Inputs
Phenotype file
Save your phenotype data as a tab-separated file as data/data.tsv.
The phenotype file should contain at least 3 columns with headers:
strain: sample names.fasta: relative or absolute path to the assemblies (SAMPLE.fasta).phenotype: target phenotype(s).
An optional column named gff can also be provided, indicating the absolute or relative path to the pre-computed annotations (SAMPLE.gff), to completely skip the ggcaller gene-calling step.
There can be more than one target phenotype and the column name will be used in populating the output directory. Subsequent columns can contain other target phenotypes and/or any covariate. Additional columns are allowed and will be simply ignored. See an example phenotype data from the test data:
strain fasta gff phenotype covariate1 covariate2
ECOR-01 test/small_fastas/ECOR-01.fasta test/gffs/ECOR-01.gff 0 0.20035297602710966 1
ECOR-02 test/small_fastas/ECOR-02.fasta test/gffs/ECOR-02.gff 1 0.8798471273587852 1
ECOR-03 test/small_fastas/ECOR-03.fasta test/gffs/ECOR-03.gff 0 0.008404161045130532 0
ECOR-04 test/small_fastas/ECOR-04.fasta test/gffs/ECOR-04.gff 0 0.04728873355931962 1
Note
Only the target variables/phenotype indicated in the config/config.yaml file will be used for the associations.
See Usage for more information.
Sample’s genome sequences
By default, the microGWAS pipeline takes the assemblies with the .fasta extensions.

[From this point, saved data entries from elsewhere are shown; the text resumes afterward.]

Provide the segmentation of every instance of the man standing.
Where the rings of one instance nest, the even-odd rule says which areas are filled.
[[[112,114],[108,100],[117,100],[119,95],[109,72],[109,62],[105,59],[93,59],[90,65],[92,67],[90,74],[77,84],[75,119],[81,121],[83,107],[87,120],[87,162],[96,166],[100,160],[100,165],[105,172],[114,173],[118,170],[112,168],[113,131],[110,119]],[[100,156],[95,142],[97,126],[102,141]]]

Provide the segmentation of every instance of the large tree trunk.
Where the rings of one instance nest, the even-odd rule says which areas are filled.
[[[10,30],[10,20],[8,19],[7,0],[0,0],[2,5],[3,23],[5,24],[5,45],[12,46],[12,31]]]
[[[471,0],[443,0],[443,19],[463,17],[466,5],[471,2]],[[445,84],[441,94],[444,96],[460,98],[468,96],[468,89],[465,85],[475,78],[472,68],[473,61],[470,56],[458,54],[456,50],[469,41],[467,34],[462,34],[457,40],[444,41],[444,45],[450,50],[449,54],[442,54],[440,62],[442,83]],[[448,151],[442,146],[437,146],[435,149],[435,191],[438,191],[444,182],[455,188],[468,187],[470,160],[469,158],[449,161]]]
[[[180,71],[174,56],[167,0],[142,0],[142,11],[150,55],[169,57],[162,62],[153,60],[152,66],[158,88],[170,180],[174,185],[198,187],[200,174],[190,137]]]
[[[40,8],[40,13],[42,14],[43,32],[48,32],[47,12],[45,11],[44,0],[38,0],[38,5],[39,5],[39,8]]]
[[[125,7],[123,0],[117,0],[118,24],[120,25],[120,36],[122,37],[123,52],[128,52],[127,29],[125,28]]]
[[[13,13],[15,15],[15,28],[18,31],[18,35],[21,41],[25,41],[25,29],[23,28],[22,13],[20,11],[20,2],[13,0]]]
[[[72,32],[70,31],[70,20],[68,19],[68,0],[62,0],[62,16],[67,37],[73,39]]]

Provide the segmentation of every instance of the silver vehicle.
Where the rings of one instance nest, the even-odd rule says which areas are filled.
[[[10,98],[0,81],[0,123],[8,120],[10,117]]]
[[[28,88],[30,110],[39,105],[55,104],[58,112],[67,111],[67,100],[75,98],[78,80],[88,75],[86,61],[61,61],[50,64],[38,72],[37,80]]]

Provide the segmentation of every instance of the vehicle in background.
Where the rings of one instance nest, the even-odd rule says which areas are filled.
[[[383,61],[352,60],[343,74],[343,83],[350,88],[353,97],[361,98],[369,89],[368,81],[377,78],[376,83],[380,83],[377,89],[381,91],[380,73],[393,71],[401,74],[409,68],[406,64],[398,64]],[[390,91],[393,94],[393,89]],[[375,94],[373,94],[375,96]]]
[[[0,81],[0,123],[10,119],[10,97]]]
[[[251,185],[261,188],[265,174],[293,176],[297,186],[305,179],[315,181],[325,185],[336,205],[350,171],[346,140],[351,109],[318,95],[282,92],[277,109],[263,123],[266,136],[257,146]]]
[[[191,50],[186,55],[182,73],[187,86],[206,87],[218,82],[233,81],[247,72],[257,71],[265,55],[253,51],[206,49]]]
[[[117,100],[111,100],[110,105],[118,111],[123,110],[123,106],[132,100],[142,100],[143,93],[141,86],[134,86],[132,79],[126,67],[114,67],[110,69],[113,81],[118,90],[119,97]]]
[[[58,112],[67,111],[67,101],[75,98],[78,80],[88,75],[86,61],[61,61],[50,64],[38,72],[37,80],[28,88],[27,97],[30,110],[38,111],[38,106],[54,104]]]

Make sure that each sample assembly file follows this naming convention before running the analysis.
Note
The pipeline uses ggCaller to generate GFF annotations automatically only if the gff column is not present in the phenotype file, so you no longer need to provide GFF files for your samples.
However, using ggCaller can take a long time with large datasets containing more than ~2k genomes.
If you are dealing with a large number of samples, providing pre-computed GFF files via the optional gff column is highly recommended to speed up the analysis.